Manifestation à l’initiative du CTIG qui remporte chaque fois un grand succès — c’était le 15 février la deuxième édition — auprès des croisiéristes : le Carnaval Show ! Quai Lefèvre, à la sortie du terminal de croisière, il y a un village du Carnaval, avec animations, DJ, stands de maquillage, distribution de goodies, mais surtout des prestations originales de groupes de carnaval.
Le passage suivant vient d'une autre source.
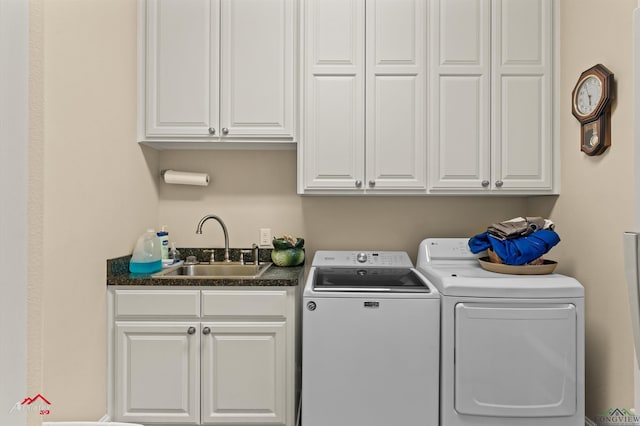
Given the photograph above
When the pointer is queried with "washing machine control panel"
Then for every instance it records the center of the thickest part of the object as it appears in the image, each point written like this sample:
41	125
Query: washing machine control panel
448	248
362	258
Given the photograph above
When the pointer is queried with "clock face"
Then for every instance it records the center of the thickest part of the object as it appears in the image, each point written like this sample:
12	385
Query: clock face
589	95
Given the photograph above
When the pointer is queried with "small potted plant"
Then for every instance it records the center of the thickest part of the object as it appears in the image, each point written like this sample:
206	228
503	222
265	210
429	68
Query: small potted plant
287	251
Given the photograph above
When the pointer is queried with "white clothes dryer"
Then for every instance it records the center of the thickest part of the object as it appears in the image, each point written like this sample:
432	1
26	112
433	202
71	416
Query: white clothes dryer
512	346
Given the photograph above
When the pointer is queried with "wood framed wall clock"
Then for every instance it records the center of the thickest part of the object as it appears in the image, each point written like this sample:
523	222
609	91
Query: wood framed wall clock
591	105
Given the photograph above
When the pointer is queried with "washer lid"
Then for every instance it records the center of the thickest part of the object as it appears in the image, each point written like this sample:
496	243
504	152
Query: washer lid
473	281
377	280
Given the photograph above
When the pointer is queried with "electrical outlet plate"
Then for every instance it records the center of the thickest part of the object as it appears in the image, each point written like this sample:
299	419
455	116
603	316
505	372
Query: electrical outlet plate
265	237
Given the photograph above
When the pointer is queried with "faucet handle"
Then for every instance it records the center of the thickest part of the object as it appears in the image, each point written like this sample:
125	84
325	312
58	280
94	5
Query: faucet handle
242	253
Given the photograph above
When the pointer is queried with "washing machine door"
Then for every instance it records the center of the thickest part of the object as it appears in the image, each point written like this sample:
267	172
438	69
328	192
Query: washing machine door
515	360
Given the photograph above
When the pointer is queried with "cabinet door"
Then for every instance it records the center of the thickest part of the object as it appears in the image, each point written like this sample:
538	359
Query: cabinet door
244	373
460	135
396	94
157	372
522	94
257	67
181	67
332	152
Les croisiéristes sont invités à participer activement aux prestations.

Quelle est la perception de la destination par les touristes ? 812 croisiéristes ont été sondés. Bons points : l’archipel plaît, la population aussi, vue comme accueillante, chaleureuse. 80% des croisiéristes veulent revenir en Guadeloupe.
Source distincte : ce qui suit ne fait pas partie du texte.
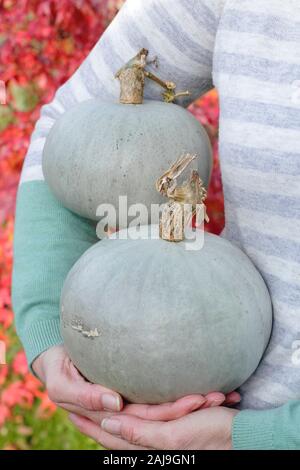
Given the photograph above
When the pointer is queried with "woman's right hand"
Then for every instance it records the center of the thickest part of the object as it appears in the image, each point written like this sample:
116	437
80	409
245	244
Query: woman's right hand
69	390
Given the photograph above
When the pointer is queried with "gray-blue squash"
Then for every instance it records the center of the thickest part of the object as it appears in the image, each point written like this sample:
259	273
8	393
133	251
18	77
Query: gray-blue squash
98	151
156	322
Quelle est la perception des commerçants de la place pointoise ? 201 commerçants ont été interrogés. Que disent-ils ? Plus de 60% des croisiéristes dépensent jusqu’à 50 euros dans les commerces, 12% dépensent plus. Qu’achètent-ils ? Des activités de loisirs, des souvenirs, vêtements, des services (notamment des transats sur les plages des hôtels, mais aussi de la crème solaire, des sirops, de l’aspirine dans les pharmacies).

Des marchandes ont été questionnées à Pointe-à-Pitre et à Sainte-Anne où il y a un marché actif. 84% estiment que la dépense moyenne tourne autour de 20 euros, pour des épices locales.

Quid des perspectives pour la saison 2026-2027 ?

Le CTIG a mené une offensive sur les salon internationaux — Seatrade de Miami et Seatrade de Hambourg — afin de conserver et d’attirer des compagnies maritimes. A Hambourg, 24 rendez-vous ont permis de se rappeler au bon souvenir des compagnies partenaires tandis qu’à Miami, le CTIG et ses partenaires ont réalisé 30 rendez-vous avec des compagnies extra luxe pour des partenariats au mouillage lors des prochaines saisons.

Laurence Corenthin a présenté la prochaine sajson en chiffres : 311 escales (+5%), dont 144 à Pointe-à-Pitre, 119 à Terre-de-Haut, 36 à Deshaies, 11 à Marie-Galante, une à Basse-Terre. 430 000 croisiéristes sont attendus, puisqu’il y aura un super paquebot, le MSC Europa qui va faire la saison, 310 mètres de long, 6 000 passagers, mais aussi 12 nouveaux navires dont Orient Express Silenseas, Four Season Yacht, Meinshiff Flow et MSC Opera, à partir de novembre 2026, qui va rester.

Vous avez bien lu, il va rester après la saison de croisière, en juin, juillet, août, septembre… Malheureusement, il n’embarquera pas de passagers en Guadeloupe. il y fera escale. Les Guadeloupéens devront s’informer pour connaître les ports de départ…

Marc Gauthier a eu la lourde tâche d’expliquer pourquoi certains paquebots hésitent à faire escale en Guadeloupe — en Martinique et à Saint-Martin aussi. La Commisison européenne taxe les navires qui viennent dans les ports européens, dont les ports de RUP, ceci pour des raisons… vertueuses. « La taxe carbone sur les escales de navires de croisière multiplie par deux les coûts de l’escale pour les paquebots. C’est pour cela que la compagnie Costa a choisi d’aller en République dominicaine pour faire de La Romana son port-base… Là, pas de taxe. »

Oui, la compagnie Costa Croisières a officialisé l’an passé son départ de Pointe-à-Pitre comme port base au profit de La Romana en République dominicaine pour la saison 2025-2026. Motif principal : éviter la taxe carbone de 240 euros par passager.

Des discussions sont en cours au plus haut niveau gouvernemental pour sensibiliser la Commission Européenne.

Et, comme on n’est jamais mieux servi que par soi-même, les RUP ont créé une association de lobbying pour faire le travail auprès de la Commission Européenne… en direct. L’optimisme est de mise.